Teilchenphysik jenseits der Riesenbeschleuniger

Bei dem Wort Teilchenphysikexperimente denkt man heutzutage meist an Riesenbeschleuniger wie den LHC am CERN. Doch der grosse Protonenbeschleuniger des PSI macht es möglich, dass auch hier relevante Teilchenphysik betrieben wird, die komplementär zur Forschung am CERN ist. Denn während dort die Teilchen mit besonders hohen Energien aufeinanderprallen sollen, nutzt man hier, dass man besonders viele Teilchen zur Verfügung hat. Das ist etwa wichtig für die Suche nach dem extrem seltenen Zerfall des Myons in ein Elektron und ein Photon (MEG-Experiment), denn man muss sehr vielen Myonen beim Zerfallen zusehen, um auch nur eine geringe Chance zu haben, einen solchen Zerfall zu sehen. Die Tatsache, dass der Zerfall bisher nicht beobachtet worden ist, legt einen Maximalwert für die Wahrscheinlichkeit des Zerfalls fest und schliesst damit bestimmte Alternativen des Standardmodells aus. Mit dem Erfolg der MEG-Kollaboration stammen derzeit alle aktuellen Rekordlimite auf seltene Myonzerfälle von am PSI durchgeführten Experimenten, betont Kirch. Und wir bemühen uns, die Myonintensitäten am PSI weiter zu verbessern. Ein anderes spektakuläres Experiment ist die Vermessung des Protonenradius. Dafür wird in Wasserstoffatomen das Elektron durch ein Myon ersetzt, und man vermisst mit Hilfe eines Lasers die Energieniveaus des myonischen Wasserstoffs — und das alles in der kurzen Lebenszeit des Myons. Wegen der höheren Masse des Myons reagieren seine Energieniveaus besonders empfindlich auf die Grösse des Protons.

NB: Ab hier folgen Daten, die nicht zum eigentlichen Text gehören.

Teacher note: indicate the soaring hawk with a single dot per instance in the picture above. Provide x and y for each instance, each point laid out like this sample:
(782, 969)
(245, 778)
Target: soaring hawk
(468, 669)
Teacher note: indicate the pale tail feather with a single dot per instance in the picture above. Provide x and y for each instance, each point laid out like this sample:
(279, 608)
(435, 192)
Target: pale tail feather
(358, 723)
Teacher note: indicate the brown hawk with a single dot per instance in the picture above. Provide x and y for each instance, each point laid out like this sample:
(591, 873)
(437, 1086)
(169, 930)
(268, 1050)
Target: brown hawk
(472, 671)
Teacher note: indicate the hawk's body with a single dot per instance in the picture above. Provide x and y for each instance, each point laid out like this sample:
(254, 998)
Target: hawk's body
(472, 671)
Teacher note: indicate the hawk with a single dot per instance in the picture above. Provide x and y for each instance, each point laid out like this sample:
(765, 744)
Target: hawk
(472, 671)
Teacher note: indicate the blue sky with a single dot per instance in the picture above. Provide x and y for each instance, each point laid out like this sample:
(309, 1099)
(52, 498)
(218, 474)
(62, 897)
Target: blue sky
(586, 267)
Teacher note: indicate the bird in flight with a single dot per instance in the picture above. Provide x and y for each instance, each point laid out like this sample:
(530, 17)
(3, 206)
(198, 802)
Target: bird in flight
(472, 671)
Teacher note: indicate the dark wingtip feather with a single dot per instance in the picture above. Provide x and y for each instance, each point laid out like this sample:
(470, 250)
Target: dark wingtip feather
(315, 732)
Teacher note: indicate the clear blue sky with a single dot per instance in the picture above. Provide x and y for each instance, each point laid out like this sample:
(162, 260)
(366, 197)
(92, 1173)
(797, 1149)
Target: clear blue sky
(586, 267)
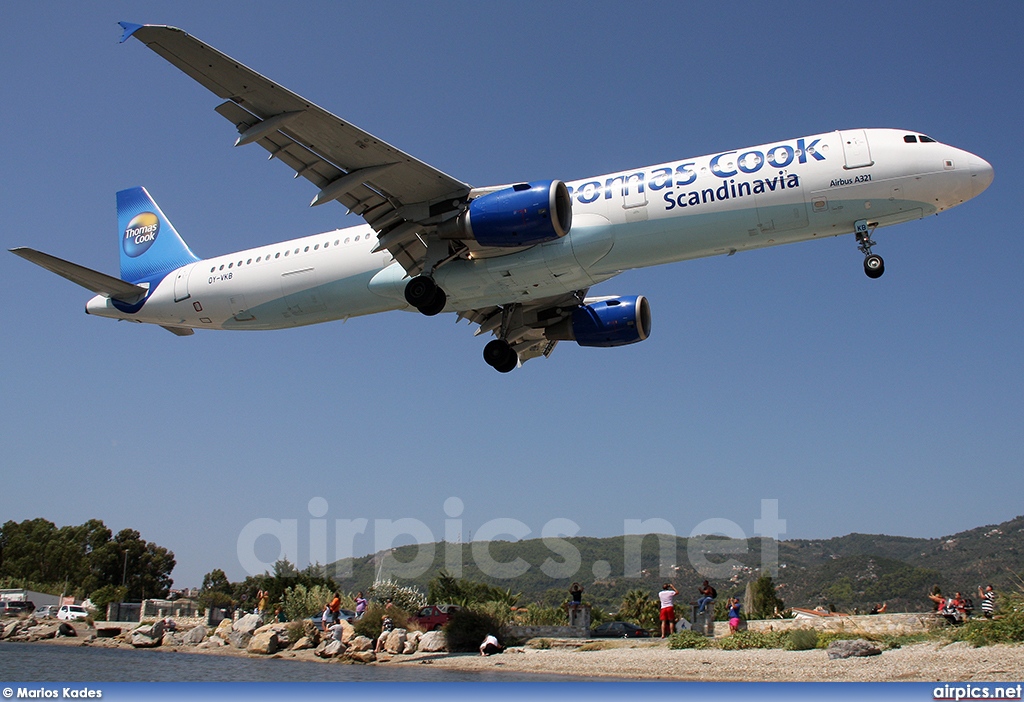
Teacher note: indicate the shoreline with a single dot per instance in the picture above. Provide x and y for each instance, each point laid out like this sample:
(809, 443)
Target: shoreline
(652, 660)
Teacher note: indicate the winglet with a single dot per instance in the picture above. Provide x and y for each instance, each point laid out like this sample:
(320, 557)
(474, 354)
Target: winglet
(129, 29)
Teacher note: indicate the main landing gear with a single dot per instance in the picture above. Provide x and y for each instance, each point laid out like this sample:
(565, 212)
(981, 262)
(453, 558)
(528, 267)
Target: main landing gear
(500, 355)
(423, 294)
(873, 265)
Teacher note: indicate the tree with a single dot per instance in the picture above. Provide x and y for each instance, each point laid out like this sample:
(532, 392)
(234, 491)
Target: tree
(764, 600)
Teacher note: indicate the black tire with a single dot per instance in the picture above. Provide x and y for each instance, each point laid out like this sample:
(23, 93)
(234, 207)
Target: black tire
(420, 292)
(436, 303)
(508, 365)
(497, 353)
(873, 266)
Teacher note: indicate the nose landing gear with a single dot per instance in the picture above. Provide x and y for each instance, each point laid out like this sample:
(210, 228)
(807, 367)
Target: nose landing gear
(873, 265)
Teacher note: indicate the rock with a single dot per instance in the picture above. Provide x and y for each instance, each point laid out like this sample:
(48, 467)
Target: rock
(223, 629)
(239, 640)
(264, 643)
(330, 649)
(395, 642)
(42, 631)
(360, 644)
(248, 624)
(310, 631)
(432, 642)
(854, 648)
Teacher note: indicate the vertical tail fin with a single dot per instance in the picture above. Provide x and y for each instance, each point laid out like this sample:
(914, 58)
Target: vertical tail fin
(150, 245)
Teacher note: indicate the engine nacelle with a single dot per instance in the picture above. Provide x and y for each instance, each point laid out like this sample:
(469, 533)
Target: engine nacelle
(615, 321)
(518, 216)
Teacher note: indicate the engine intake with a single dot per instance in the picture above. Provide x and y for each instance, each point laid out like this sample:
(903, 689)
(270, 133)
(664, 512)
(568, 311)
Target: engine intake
(615, 321)
(519, 216)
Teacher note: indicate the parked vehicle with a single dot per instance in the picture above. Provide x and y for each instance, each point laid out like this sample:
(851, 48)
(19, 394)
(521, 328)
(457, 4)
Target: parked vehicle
(433, 617)
(72, 612)
(620, 629)
(45, 612)
(11, 609)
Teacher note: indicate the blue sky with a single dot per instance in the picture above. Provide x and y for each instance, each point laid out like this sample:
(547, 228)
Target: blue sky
(887, 406)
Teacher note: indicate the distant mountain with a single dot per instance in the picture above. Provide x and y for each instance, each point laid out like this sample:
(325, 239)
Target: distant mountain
(847, 572)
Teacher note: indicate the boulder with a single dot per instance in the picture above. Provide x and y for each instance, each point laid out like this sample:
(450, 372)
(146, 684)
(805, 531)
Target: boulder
(310, 631)
(851, 649)
(330, 649)
(142, 641)
(395, 642)
(412, 641)
(42, 631)
(264, 643)
(239, 640)
(302, 644)
(248, 624)
(432, 642)
(223, 629)
(359, 644)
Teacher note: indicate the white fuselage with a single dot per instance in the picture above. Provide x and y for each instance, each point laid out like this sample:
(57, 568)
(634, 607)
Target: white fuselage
(776, 193)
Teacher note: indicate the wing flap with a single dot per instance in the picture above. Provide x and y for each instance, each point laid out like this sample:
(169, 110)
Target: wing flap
(100, 283)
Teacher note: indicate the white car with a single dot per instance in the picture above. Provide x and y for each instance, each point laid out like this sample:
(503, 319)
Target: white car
(72, 612)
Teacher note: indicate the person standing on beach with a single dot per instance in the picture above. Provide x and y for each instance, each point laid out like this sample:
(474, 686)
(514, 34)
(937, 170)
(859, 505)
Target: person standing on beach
(668, 615)
(335, 608)
(733, 615)
(987, 601)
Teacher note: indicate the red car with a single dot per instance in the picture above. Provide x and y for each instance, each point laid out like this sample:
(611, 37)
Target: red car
(432, 617)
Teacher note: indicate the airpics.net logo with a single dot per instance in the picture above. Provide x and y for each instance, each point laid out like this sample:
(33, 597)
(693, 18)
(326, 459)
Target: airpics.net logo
(140, 233)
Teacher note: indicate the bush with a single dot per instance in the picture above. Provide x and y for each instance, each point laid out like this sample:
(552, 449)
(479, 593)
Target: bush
(753, 640)
(466, 629)
(688, 640)
(801, 640)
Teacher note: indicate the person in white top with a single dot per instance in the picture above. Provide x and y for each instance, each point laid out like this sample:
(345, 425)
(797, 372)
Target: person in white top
(668, 616)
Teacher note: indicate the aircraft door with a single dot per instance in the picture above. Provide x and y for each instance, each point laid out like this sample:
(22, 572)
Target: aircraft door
(855, 148)
(181, 282)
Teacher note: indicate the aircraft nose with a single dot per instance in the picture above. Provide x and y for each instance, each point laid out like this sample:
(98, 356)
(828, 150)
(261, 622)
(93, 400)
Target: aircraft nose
(981, 174)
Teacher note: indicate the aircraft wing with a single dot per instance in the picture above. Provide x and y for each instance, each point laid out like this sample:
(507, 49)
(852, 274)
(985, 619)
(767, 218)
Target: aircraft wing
(397, 194)
(100, 283)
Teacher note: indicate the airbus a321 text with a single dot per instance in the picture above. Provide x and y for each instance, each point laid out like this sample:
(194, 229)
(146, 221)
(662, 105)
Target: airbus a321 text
(515, 260)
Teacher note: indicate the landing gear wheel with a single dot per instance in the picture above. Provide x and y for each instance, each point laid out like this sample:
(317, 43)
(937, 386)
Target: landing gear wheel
(423, 294)
(873, 266)
(500, 355)
(436, 304)
(420, 291)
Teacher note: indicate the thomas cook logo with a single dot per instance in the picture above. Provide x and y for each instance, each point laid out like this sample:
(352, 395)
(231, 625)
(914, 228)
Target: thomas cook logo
(140, 233)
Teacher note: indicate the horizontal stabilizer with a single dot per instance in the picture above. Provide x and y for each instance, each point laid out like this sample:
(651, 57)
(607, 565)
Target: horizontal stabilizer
(100, 283)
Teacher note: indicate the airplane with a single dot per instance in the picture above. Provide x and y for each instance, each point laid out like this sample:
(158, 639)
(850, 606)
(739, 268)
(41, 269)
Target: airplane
(517, 260)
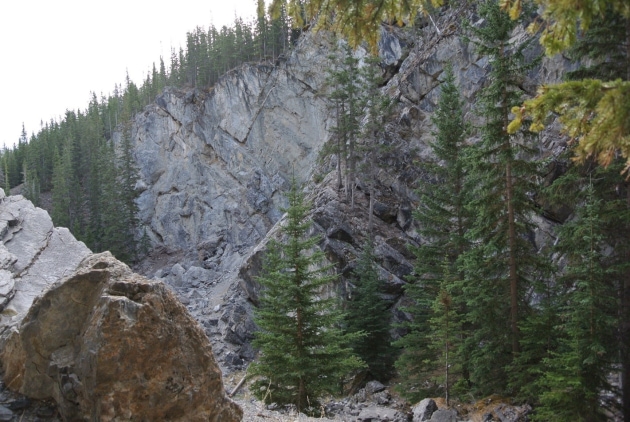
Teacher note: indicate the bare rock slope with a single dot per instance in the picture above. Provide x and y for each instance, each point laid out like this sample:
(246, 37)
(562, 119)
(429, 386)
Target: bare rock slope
(103, 342)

Mitte 2011 ist die Ultrakalte Neutronenquelle des PSI in Betrieb gegangen. Sie hat ein eigenes Target, ähnlich dem der SINQ, aus dem der Protonenstrahl Neutronen herausschlägt. Die Neutronen werden dann aufwendig abgebremst bis sie ultrakalt sind. An ihnen sollen die Eigenschaften des Neutrons selbst untersucht werden. Als erstes will man die Frage klären, ob das Neutron ein elektrisches Dipolmoment hat — eine Frage, die wichtig ist, wenn man verstehen will, warum es im Weltraum mehr Materie als Antimaterie gibt.

Heilung aus dem Beschleuniger

Seit 1984 diente die Beschleunigeranlage nicht nur der Forschung — denn seither wurden mit dem Protonenstrahl auch Patienten behandelt, die an bestimmten Krebsarten erkrankt sind. Anfangs kam der Protonenstrahl für die Therapie je nach Behandlungsart aus einem Vorbeschleuniger des grossen Protonenbeschleunigers oder aus dem grossen Protonenbeschleuniger selbst. Heute hat die Protonentherapie einen eigenen Beschleuniger und drei Behandlungsplätze. Möglich gemacht durch die Beschleunigerkompetenz der PSI-Mitarbeitenden.